On Friday, the Bundestag (parliament) in Berlin voted for a “rescue package” for Greece after a heated debate, with 390 votes for, 72 against and 139 abstentions. The parliamentary factions voting for the package included the CDU / CSU (Christian Democratic Union / Christian Social Union, FDP (Free Democratic Party) and the Greens...
Under the legislation presented by the government, the federally-owned KfW Bank would provide Greece with 22.4 billion euros in credit over the next three years. In total, the EU and the International Monetary Fund (IMF) are to provide Greece with 110 billion euros.
However not one cent of this money will benefit the impoverished people of Greece. Instead it will be used to refinance loans that were given to Greece. The banks and speculators had drastically raised their interest rates following Greek government bonds being classified as “junk” (high-risk investments) by the rating agencies. Now the EU and the IMF have jumped in to guarantee the banks their fat profits and save them from writing off some of their loans.
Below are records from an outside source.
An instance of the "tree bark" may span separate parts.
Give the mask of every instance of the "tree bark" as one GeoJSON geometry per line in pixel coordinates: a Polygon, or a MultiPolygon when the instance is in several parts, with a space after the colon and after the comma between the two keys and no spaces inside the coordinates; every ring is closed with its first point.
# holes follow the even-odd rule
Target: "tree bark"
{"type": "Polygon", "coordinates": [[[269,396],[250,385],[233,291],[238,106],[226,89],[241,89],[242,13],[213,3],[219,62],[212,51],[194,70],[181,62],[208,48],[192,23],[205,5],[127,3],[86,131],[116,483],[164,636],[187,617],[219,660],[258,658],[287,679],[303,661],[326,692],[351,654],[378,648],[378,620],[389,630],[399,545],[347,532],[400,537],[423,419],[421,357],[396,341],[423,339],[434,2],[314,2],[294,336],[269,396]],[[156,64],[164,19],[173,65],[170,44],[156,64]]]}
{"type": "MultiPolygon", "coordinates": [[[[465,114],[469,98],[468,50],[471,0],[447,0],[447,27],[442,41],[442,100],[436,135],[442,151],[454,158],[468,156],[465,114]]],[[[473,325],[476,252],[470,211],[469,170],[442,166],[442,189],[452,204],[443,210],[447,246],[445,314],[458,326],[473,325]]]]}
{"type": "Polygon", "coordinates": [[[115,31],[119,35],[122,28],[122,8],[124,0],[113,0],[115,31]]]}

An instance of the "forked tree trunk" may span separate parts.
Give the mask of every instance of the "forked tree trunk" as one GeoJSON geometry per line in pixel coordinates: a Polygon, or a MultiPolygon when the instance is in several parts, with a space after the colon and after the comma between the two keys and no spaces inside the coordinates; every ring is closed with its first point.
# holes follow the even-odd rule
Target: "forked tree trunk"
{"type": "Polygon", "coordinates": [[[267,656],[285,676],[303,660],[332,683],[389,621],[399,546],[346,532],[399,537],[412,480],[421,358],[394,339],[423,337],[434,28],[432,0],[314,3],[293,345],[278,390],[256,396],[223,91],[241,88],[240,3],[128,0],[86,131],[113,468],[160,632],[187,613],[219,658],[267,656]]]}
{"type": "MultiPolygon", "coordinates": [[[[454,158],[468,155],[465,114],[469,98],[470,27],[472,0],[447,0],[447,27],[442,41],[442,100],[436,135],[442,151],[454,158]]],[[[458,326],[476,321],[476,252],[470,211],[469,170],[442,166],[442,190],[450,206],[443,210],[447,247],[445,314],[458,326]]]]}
According to a report in the New York Times, about 80 percent of the total credit packet (about €90 billion) will flow directly to the German, French and other foreign banks, which are creditors of the Greek debt. Jean-Paul Fitoussi, an economics professor at the Institut d’Etudes Politiques in Paris said that the emergency plan for Greece was an “indirect bailout for the French and German banks”.